Search code examples
performanceapache-pig

How to measure performance in pig


I came across two scripts which does the same job of calculating the percentage of the values in pig.

Script1

total = FOREACH (GROUP A ALL) GENERATE COUNT(A);
rows = FOREACH (GROUP A by $0) GENERATE group as colname, COUNT(A) as cnt;
fractions = FOREACH rows GENERATE colname, cnt/(double)total.$0;

Script2

test = LOAD 'test.txt' USING PigStorage(',') AS (one:chararray,two:int);
B = GROUP test by $0;
C = FOREACH B GENERATE group, COUNT(test.$0);
D = GROUP test ALL;
E = FOREACH D GENERATE group,COUNT(test.$0);
F = CROSS C,E;
G = FOREACH F GENERATE $0,(double)($1*100/$3);

From the outset the Script1 is efficient that Script2.
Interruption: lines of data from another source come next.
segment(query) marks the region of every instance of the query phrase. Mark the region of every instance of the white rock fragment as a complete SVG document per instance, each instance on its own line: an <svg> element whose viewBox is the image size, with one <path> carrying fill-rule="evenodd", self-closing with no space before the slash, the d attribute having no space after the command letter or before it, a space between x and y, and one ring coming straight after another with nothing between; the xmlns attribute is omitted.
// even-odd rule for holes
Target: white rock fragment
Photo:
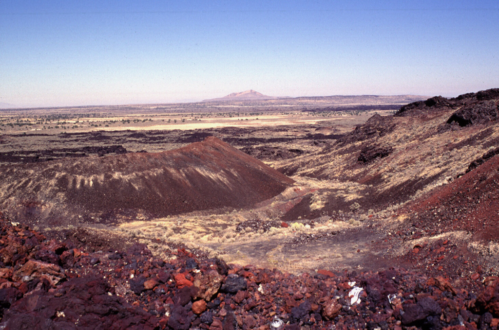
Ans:
<svg viewBox="0 0 499 330"><path fill-rule="evenodd" d="M350 292L348 293L348 297L351 297L350 299L350 305L353 305L354 304L359 304L360 303L360 298L359 298L359 295L360 293L364 290L362 288L359 288L359 287L354 287L352 290L350 290Z"/></svg>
I want to know if there are tools like VisualVM ,JProfiler in Java, to measure the performance of the pig scripts.

The time take to run the script is one way to do measure, but are there tools build for it?


Solution

    • You have written a pig script.
    • Depending on the script Pig Translates this in Optimized Map Reduce.

    Using Explain command figure out the MR plan for both scripts. Compare the plan based on some general rules (There can be variations)

    1. Script which generates less number of Reducers will be faster.
    2. Script which generated less MR jobs will be faster.
    3. In a give MR the script which calls less number of UDF will be faster.